Eran
los tiempos de nuestro Señor Jesucristo. Un labrador sudoroso, tomó un puñado
de semillas y las arrojó a los surcos de su campo. Los granos de trigo ocuparon
sus lugares, conscientes de su importancia para los hombres. Pero entre ellos
se había infiltrado un diminuto grano oscuro.
— ¡Quítate de aquí, enano!— le gritó una semilla de
trigo sobre la que había caído el grano negro.
Y una
carcajada recorrió los campos que con el tiempo se convertirían en verdes
trigales. Se burlaron de su pequeñez las amapolas y las hierbas que comenzaron
a crecer junto a los granos de trigo. Y hasta se cruzaron apuestas sobre la
altura que alcanzaría tan pequeña semilla… ¡tan pequeña era! Y un rastrojo de
la anterior siembra juró que nunca había visto nada más pequeño y que no
serviría para nada; es más, estropearía la belleza de los trigales.
La pobre
semilla negra no se amilanó por las burlas. Había nacido para dar fruto, para
transformarse y convertirse en algo valioso: no sabía en qué y para quién; pero
debía cumplir su cometido. Y como para empezar no necesitaba demasiado espacio,
se acurrucó en un pedacito de tierra. Pronto echó raíces. Aquel era un buen
suelo, bien nutrido y húmedo.
El
invierno fue duro. Su tallo, tierno, poco a poco, con mucho esfuerzo, se abrió
camino hacia el cielo. Pasada la primavera, llegó el caluroso verano y la que
había sido considerada una semilla inútil sobresalía en el trigal. Las espigas
observaban calladas su crecimiento asombroso, no atreviéndose a hacer
predicciones sobre un fenómeno que desbordaba todas sus expectativas.
Un día
pasó Jesús por allí. Iba acompañado de sus apóstoles y seguidores. Les hablaba
del Reino de los Cielos al que estaban destinados los hombres y que debía
comenzar ya en la tierra. Y utilizaba imágenes tomadas del campo para que sus
oyentes comprendieran mejor su enseñanza.
En esto
que se detuvo y paseó la mirada por los campos ya dorados. La naturaleza calló.
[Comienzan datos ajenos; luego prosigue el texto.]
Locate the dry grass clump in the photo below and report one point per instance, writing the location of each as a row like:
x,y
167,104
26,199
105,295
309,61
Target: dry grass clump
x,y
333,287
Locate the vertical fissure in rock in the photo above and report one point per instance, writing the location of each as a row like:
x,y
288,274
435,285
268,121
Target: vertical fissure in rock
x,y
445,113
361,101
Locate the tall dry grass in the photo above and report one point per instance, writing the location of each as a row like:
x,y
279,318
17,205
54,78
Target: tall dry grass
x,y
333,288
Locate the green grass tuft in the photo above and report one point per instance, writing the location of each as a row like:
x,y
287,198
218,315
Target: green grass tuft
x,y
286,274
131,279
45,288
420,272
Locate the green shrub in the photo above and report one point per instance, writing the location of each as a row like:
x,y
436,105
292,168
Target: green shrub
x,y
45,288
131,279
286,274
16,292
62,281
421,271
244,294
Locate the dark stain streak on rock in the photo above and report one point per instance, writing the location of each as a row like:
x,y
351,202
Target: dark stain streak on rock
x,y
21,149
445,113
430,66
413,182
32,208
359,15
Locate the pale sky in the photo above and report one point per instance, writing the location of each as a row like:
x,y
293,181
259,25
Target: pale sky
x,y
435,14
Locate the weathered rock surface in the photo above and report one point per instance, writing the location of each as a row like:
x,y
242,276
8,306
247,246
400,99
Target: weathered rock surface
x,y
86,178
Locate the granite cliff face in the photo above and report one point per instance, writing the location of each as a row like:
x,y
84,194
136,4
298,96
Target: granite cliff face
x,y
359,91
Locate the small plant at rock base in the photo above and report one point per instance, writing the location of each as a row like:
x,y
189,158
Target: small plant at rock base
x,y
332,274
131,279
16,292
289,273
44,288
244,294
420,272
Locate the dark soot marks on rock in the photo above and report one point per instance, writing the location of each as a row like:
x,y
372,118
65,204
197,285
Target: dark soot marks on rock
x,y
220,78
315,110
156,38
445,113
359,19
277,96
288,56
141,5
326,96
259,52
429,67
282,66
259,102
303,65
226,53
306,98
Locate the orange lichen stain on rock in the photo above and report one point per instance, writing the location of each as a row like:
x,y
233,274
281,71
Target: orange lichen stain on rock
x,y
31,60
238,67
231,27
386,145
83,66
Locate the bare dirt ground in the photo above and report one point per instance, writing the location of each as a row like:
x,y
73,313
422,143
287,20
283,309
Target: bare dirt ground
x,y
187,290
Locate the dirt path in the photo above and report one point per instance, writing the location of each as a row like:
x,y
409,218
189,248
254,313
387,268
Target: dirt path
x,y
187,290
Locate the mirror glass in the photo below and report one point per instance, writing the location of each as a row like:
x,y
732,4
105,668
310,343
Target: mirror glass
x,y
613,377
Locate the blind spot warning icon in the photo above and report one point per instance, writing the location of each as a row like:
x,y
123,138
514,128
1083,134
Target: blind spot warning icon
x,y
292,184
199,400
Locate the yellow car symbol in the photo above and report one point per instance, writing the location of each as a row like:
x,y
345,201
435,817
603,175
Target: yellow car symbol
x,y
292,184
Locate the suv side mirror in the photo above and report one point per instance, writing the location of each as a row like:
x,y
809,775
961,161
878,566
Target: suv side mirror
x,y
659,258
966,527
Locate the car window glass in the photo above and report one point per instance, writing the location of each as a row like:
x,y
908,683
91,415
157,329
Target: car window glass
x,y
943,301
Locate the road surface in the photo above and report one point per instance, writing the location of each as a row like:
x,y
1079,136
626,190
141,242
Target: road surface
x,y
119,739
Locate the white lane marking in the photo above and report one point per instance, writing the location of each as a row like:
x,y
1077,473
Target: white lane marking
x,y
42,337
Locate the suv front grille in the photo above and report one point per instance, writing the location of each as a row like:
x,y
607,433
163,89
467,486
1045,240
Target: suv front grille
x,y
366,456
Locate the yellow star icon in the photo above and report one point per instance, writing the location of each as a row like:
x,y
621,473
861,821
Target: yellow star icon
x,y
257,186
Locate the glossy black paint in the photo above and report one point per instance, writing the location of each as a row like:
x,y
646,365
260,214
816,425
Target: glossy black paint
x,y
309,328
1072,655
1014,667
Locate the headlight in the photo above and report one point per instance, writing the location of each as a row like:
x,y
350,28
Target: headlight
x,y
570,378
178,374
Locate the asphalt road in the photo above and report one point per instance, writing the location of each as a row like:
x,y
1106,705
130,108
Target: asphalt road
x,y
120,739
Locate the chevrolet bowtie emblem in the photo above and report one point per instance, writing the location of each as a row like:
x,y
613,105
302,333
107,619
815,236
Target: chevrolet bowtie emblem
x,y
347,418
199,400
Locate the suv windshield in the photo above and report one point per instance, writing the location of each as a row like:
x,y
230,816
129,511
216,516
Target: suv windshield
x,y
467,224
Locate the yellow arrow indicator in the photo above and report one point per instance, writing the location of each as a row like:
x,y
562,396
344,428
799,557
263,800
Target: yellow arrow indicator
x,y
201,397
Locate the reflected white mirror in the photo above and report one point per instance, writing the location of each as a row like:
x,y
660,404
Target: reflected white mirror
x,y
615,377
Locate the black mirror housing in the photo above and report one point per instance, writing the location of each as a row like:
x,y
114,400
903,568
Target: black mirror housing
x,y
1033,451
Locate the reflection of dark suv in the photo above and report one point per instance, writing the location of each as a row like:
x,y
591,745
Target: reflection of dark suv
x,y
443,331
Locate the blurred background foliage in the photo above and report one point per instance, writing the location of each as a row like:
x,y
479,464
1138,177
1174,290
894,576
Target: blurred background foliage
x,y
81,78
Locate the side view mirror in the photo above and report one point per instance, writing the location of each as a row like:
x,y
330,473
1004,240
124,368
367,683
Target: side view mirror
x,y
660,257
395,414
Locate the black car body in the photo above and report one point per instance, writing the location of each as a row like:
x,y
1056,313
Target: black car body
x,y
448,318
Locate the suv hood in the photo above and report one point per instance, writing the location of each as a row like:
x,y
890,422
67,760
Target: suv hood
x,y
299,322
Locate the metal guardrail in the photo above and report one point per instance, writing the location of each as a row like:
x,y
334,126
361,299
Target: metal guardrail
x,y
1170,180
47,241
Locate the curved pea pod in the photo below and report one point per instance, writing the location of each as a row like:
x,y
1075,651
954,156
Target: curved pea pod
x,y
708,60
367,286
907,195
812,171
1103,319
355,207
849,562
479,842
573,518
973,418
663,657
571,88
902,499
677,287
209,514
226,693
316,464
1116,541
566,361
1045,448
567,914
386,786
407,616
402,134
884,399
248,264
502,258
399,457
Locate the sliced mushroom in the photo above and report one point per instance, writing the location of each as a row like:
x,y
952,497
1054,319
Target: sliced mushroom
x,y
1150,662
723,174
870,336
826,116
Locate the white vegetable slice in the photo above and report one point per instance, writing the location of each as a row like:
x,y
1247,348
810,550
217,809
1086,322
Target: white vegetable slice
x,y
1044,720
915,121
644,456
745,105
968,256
Enmudeció el viento entre las espigas que detuvieron su rítmico cabeceo.
Cesaron los gorriones sus gorjeos, pendientes de lo que dijera el Maestro.
Jesús llamó la atención de sus apóstoles sobre una planta que sobresalía entre
las demás en medio del trigal.
—Mirad el grano de mostaza —dijo. Es la semilla más
peña, pero cuando crece se convierte en la más alta de las plantas; se
transforma en árbol frondoso y hasta los pájaros anidan en sus ramas.
Al oír
tales alabanzas del Señor, todos aquellos que se había reído de la pequeña
semilla ahora callaron avergonzados…
*** ***
***
Las almas
grandes siempre son humildes y modestas. Llega un momento en el que sobresalen
sobre las demás, pero nunca se reirán porque las demás sean más pequeñas; todo
lo contrario, siempre las tendrán en gran estima. Las almas grandes saben muy
bien del valor de las cosas pequeñas; y aunque ellas sean grandes, para ellas,
todas las almas son importantes y únicas.
¡Qué lección tan
bella e importante nos da el Señor! ¡Aprendámosla!